Mothers Who Regret Having Children - teslacar
http://www.marieclaire.com/culture/a22189/i-regret-having-kids/
======
otoburb
Raising children is difficult, not only due to the immense amount of direct
contact required to see your children thrive but also while juggling shared
responsibilities and managing the economics of a household.

There was a separate HN thread about rural America seemingly unable to move to
where the best economic opportunities are, but one of the biggest issues a
family must deal with are whether both or only one of the parents should work.
This is a decision that's often based on a variety of childcare factors
outside of a family's control. Sometimes, there's seemingly no choice if local
caretakers (e.g. the proverbial village) or daycare centers are too expensive
during a child's early years which can impact long-term family financials and
take a heavy toll on the stay-at-home-parent who may not be behaviourally
suited to raise a child on a full-time basis.

Often, parents staying at home, whether by choice or necessity, are mothers.
Anecdotally, I find a growing number of SAHD (stay-at-home-dads) often have
either part-time jobs or extremely flexible hours. The article didn't touch on
this directly but the few choice anecdotes seemed to focus on full-time SAHMs
who didn't have the choice to utilize outside assistance.

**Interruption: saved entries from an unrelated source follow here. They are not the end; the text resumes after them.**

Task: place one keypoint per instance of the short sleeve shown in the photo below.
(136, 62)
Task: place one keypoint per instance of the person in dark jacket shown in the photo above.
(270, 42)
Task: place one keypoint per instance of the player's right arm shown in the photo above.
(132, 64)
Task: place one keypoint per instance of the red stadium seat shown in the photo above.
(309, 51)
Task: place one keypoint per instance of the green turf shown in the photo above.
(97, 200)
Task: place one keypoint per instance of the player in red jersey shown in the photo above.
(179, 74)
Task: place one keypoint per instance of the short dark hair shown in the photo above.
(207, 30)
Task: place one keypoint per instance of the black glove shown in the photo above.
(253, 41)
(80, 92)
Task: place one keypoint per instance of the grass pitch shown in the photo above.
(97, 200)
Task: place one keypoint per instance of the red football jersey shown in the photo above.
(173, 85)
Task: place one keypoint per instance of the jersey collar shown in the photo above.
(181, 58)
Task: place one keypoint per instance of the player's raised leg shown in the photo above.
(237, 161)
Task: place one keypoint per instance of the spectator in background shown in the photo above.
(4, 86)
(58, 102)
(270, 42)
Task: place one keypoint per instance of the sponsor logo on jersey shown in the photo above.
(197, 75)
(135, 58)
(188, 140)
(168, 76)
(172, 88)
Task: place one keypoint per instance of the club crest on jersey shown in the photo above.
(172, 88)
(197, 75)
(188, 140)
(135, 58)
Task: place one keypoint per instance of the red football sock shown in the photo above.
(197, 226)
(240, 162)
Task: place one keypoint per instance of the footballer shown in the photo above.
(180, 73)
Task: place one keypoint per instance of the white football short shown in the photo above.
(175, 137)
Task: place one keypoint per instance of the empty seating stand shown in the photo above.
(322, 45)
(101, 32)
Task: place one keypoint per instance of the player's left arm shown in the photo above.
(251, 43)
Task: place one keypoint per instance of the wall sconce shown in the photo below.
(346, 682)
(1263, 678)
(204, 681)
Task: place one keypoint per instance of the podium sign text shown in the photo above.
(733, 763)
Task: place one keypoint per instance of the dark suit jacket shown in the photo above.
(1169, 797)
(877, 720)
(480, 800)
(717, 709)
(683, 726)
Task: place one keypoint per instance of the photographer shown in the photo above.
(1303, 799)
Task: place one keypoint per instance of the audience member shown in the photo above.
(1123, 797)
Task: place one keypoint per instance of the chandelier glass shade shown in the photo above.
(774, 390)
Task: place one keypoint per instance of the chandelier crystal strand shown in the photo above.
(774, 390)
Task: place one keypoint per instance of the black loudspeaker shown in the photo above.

Speaking from personal experience, while we had the luxury to _choose_ to move
to a city without grandparents or nearby relatives for caretaker assistance,
it was a marital struggle requiring a lot of honesty and heated discussions to
resolve the tension between home-building roles, child rearing and career
trajectories for the both of us.

------
bonejelly
Is this really as "surprising" as the article says? I would assume it's
obvious that not every woman is fit for motherhood. The reason why the
majority of women used to have children as compared to the numbers of today
isn't because they wanted it or were fit for it. They had to.

Now that's no longer the case (in our society), of course less women will want
children. And these women speaking up, I guess they're old enough that they
still felt the pressure and gave in to it. I expect that the number of births
will continuously decrease as new generations are born. We still have people
from the 50s living among us after all.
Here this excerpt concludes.